Tiuk sighed. Her gigantic frame rose and fell as she caught
her breath. The pain from the myriad wounds her soldiers had managed to inflict
on her as she ploughed through them caught up with her. The weight of her shame
crushed her broad shoulders. She had no retort to Kisha, but that did not
change the fact that she had to put an end to this tyranny they were trying to
found. It was the least she could do to atone for her sins.
She tightened her horned helmet, then launched herself up
the grand staircase. Kisha raised her spear, ready to pierce Tiuk’s neck, but
Tiuk dodged her thrust and charged past her in the hope of gaining the high
ground. She did not count on Kisha swinging her tail, the end of which had four
bronze spikes tied to it, slicing her ankles. She fell face-first, her lower
jaw cracking against the edge of a stone stair, the cuts all over her body
seething in protest. Her glaive escaped her grip. She rolled over onto her back
just in time to catch the shaft of Kisha’s spear as it bore down on the point
between her eyes. But she could not snap it, nor wrest it from Kisha’s grasp,
such was Kisha’s lethal determination as she stood over her downed commander. Tiuk
could not resist, but she bent the spear’s aim and the bronze tip sliced
through her cheek.
As her spear hit the stone, Kisha lost her balance. Tiuk
grabbed hold of her breastplate, dragged her down, and drove Kisha’s face into
her helmet, its bronze horns chipping her teeth. Without giving her a chance to
recover, Tiuk flipped the two of them over, pinning Kisha against the stairs
with her unrivalled bulk. She poured her rage into her fist, and rained her
fury down upon Kisha again and again. Her other hand pressed against her
throat, crushing her windpipe, keeping her in place as she thrashed around like
a terrified animal caught in a trap. Only when she started gasping for air, an unnerving
rasping sound that did not seem natural for a living creature to make, did Tiuk
loosen her grasp.
“I’m not so irredeemable that I would kill family,” said
Tiuk as she stood up, picked up her glaive and started walking up the stairs,
leaving Kisha to cough and splutter, “Run. Leave Kurush”
Kisha glared after her, clearly considering one last attack,
but instead she scarpered down the stairs and into the burning alleys. Once
Tiuk had reached the top, she turned and looked out over Kurush. She saw only
fire, from the slums of the Ekuan quarter to the mansions of the Rush. Waves of
smoke were even rising from the offices that formed the base of the Palace,
seeping through the gaps between the weathered stone blocks. The place she had
sworn to protect, now swallowed by hellish inferno. I tried as best as I could,
she told herself, this was the right course of action. But it wasn’t enough.
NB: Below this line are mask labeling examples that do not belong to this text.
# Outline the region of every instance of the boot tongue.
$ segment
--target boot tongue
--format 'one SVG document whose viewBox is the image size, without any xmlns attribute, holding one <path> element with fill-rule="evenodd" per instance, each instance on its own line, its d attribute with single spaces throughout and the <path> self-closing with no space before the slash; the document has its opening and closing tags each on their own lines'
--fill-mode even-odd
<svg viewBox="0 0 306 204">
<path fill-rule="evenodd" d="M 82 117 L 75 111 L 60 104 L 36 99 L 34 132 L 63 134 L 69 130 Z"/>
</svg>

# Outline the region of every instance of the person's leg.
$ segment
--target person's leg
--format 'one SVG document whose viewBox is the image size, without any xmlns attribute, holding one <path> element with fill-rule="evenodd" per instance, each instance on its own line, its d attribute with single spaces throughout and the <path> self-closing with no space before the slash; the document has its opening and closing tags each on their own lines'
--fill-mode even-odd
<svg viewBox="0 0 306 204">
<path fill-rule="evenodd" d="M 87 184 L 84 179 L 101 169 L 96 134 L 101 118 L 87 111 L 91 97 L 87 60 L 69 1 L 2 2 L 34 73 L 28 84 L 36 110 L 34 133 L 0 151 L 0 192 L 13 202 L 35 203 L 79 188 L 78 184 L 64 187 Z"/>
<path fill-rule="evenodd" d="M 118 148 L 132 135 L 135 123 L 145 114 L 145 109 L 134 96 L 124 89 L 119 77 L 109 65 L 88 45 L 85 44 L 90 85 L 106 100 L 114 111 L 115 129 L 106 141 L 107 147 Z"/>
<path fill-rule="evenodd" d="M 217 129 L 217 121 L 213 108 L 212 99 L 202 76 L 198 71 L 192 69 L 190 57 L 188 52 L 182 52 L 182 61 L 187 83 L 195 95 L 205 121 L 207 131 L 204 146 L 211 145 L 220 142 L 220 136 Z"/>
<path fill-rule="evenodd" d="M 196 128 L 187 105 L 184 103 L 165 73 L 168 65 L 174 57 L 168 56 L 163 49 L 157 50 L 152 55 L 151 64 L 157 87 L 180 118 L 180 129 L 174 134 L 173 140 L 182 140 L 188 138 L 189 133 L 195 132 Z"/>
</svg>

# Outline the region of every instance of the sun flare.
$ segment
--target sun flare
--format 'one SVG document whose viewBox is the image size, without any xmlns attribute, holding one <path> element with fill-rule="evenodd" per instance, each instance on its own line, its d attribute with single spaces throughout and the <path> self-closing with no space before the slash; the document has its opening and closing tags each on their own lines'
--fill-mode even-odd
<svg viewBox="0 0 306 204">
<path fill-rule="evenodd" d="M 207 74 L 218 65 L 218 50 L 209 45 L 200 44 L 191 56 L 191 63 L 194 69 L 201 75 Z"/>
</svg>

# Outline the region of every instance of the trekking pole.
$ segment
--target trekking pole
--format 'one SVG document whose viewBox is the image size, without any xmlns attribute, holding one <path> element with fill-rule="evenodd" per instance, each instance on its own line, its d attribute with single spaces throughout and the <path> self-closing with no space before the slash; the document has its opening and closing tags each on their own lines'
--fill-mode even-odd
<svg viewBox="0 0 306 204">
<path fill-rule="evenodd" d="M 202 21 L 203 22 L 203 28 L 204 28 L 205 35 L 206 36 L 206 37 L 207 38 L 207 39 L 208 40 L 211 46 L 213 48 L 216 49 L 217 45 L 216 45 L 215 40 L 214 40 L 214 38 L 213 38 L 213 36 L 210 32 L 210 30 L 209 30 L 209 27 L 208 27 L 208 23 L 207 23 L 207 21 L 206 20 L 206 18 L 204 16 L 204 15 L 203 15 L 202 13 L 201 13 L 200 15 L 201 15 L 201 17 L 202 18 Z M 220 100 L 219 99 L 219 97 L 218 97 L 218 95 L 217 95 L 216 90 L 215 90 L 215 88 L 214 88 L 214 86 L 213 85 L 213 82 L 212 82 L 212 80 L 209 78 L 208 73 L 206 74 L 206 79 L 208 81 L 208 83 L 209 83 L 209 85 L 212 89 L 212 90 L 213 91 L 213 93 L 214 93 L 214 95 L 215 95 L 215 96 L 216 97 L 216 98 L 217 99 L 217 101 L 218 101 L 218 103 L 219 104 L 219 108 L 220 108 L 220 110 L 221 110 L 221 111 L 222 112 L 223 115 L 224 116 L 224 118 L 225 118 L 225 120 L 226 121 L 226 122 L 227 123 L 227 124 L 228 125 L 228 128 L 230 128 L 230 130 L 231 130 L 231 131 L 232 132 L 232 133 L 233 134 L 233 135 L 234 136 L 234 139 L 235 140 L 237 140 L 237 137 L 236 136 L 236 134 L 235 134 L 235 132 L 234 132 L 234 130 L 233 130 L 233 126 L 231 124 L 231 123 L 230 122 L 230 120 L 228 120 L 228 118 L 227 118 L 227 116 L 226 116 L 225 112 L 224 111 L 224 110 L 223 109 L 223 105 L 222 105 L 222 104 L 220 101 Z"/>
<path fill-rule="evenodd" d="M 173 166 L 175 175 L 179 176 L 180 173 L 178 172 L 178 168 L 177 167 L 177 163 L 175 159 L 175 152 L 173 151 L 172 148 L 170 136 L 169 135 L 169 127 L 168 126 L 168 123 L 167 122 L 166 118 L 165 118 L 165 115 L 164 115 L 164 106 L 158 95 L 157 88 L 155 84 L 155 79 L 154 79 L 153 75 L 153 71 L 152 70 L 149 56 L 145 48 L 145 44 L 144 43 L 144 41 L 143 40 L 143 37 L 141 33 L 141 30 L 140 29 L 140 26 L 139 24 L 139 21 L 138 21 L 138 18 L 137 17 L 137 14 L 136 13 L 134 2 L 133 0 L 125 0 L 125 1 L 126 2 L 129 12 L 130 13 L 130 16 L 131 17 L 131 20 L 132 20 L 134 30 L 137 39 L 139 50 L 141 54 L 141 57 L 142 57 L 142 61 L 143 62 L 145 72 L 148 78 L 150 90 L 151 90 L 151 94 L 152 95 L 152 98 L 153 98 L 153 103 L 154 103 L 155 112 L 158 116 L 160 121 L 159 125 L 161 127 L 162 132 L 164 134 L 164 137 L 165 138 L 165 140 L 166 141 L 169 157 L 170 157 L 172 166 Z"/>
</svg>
She walked inside to the Hall of Accords. There was no
Gilkush, no huddled mass of hurums. No light, no sound. In the empty darkness
she spied the five thrones of the Ikarkurs, but only one was occupied. In front
of the Hall’s central column, Tadarur sat with his head lolled back, his jaw
agape, the blood around the gash in his neck already dry. Tiuk inspected the
corpse for a moment before hauling it off the throne, dumping it to the side
and sitting in its place. As exhaustion caught up to her, she melted into the
seat. Her blood dripped onto the stains of Tadarur’s. She chuckled to herself.
“My reign shall be a just and generous one,” she announced
to no-one, “we shall start rebuilding Kurush at once. This is the dawn of a
glorious new age!”
There was a thunderous crack that sounded like a mountain
splitting in half. Then another. And then another. The Palace started to shake,
and the rumble of falling stone grew louder and louder. The great stone column
behind her leant further and further before eventually giving way. The colossal
statue of Makush, the legendary lisha who built his trading camp upon this
hill, his hand still reaching towards the heavens, crashed through the ceiling.
Her shame of her failures, her sorrow at Kurush’s fate, her frustration that
she could not save it, they all slipped away into the night at the last moment.
Tiuk knew that there was nothing more to be done.